Je ne connais pas les avantages secondaires de cette façon de penser (peut être à éviter tout débordement de la pensée) mais il est évident que son utilité première est de venir compenser la difficulté récurrente d’imaginer le travail autrement que comme un « conflit de quantité ».
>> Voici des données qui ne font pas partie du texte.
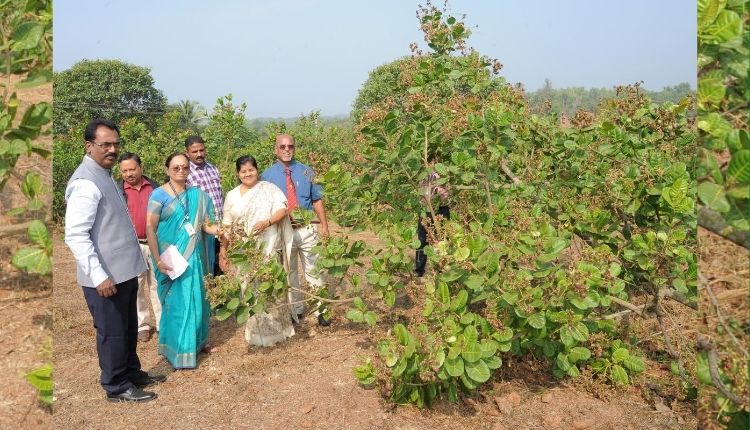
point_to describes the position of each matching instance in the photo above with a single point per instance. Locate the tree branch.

Mais si c’était cela pourquoi des milliers de gens accepteraient ils encore l’inacceptable au travail sans jamais déborder de rage ?

Pourquoi des gens qui gagnent beaucoup trop d’argent au travail ne semblent ils pas prêts à en faire déborder sur les autres ? (Même s’ils se prétendent eux mêmes débordés).

La métaphore du lavabo ne fonctionne donc pas très bien pour la relation entre l’homme et le travail. Malgré les apparences elle est très statique.

Préférons celle plus complexe mais plus juste de la Montgolfière (pour l’identité professionnelle voir article dans ce blog) ou celle, plus champêtre, du désir de travail comme plante à faire pousser nécessitant terre (emploi), eau (salaire), air (sens discours symboles), chaleur (management).

Un ingrédient vient il à manquer que la plante se porte mal, c’est bien pire si deux, trois, ou quatre sont absents.. TROP souvent ce qui manque en ce moment au travail c’est l’AIR et la CHALEUR.